Der weltweite Strombedarf steigt enorm - so gelten Rechenzentren für Künstliche Intelligenz als extrem energiehungrig, um nur ein Beispiel zu nennen. Doch angesichts der Klimakrise ist eine emissionsarme Versorgung gefragt. Deshalb sagt die Internationalen Energieagentur (IEA) in Paris eine Renaissance der Atomkraft voraus.

Die Stromproduktion aus der weltweiten Flotte von fast 420 Reaktoren wird nach Einschätzung der IEA in diesem Jahr einen neuen Rekordstand erreichen.
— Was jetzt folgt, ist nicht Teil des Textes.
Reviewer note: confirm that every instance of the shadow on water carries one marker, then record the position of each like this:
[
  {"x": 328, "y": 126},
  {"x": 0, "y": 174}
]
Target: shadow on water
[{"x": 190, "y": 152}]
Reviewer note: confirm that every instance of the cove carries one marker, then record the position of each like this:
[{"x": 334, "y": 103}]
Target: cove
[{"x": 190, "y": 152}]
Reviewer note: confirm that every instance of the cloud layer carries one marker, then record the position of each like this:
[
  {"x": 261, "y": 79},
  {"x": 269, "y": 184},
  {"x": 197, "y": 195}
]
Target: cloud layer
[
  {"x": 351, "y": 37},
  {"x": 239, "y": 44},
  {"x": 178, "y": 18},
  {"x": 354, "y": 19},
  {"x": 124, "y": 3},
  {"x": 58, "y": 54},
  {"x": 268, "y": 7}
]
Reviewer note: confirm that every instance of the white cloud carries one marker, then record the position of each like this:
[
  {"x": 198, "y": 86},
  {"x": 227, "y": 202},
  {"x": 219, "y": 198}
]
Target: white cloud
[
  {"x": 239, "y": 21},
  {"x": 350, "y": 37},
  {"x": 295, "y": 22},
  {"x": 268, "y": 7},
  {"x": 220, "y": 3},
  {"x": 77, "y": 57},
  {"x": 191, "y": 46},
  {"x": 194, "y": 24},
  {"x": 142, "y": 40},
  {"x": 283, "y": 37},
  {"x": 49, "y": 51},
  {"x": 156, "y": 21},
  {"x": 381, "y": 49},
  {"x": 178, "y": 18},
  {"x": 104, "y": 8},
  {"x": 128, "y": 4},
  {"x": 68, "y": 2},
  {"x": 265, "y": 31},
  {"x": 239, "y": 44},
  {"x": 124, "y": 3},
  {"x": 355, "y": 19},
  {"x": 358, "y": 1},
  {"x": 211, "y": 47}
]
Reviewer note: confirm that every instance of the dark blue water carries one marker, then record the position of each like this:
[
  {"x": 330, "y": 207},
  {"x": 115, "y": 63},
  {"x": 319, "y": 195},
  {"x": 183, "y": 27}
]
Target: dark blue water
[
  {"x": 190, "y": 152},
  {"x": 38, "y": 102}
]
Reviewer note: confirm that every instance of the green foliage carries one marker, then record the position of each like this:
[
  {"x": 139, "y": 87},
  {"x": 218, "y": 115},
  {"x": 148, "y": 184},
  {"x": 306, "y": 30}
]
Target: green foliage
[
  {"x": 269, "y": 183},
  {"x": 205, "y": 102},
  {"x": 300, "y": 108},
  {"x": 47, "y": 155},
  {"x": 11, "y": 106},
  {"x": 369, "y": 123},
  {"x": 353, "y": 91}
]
Das hat eine jetzt veröffentlichte Studie der Energieagentur ergeben.

Stromerzeugung aus Atomkraft wächst

Insgesamt werde die Atomstromproduktion 2025 einen Umfang von rund 2900 Terawattstunden erreichen, prognostiziert die IEA. Dies bedeute einen Anteil von knapp zehn Prozent an der gesamten Stromproduktion. Im Jahr 2023 hatten Atommeiler der Energieagentur zufolge noch 2742 Terawattstunden erzeugt und 2024 nach vorläufigen Zahlen 2843.

In diesem Jahr werde die Produktion von Atomstrom "die höchste in der Geschichte sein", sagte IEA-Chef Fatih Birol der Nachrichtenagentur AFP. "Wir treten in eine neue Ära der Kernenergie ein."

Weltweit seien Reaktoren mit Kapazitäten in Höhe von 70 Gigawatt im Bau. Das Interesse an Atomkraft sei so groß wie seit der Ölkrise in den 1970er-Jahren nicht mehr. Über 40 Länder strebten nach einem Ausbau der Kernenergie, teilte die IEA mit. Zum Anstieg des Elektrizitätsbedarfs komme es nicht nur in klassischen Sektoren wie der Industrie, sondern auch in neuen Bereichen wie dem Betrieb von Elektroautos und Datenzentren.

Nachdem sich die Atomkraft nach dem GAU 2011 im japanischen Reaktorkomplex Fukushima international noch auf dem Rückzug befunden hatte, wird die aktuelle Entwicklung insbesondere von China angeführt. Von den 52 Reaktoren, mit deren Bau seit 2017 weltweit begonnen wurde, sind 25 chinesische Konstruktionen.

Fatih Birol in Paris (15.12.2023)
IEA-Chef Birol (Archivbild): "Neue Ära der Kernenergie"Bild: Sarah Meyssonnier/File Photo/REUTERS

"Die globale Geografie der Atomindustrie ändert sich", so IEA-Chef Birol. Seit 1970 sei die globale Atomindustrie von den USA und Europa dominiert worden. In Europa stammten in den 1990er-Jahren noch 35 Prozent des Stroms aus Atomkraft. Derzeit sind es weniger als 25 Prozent und in zehn Jahren wird ein Rückgang auf weniger als 15 Prozent erwartet. In den USA ist die Lage ähnlich.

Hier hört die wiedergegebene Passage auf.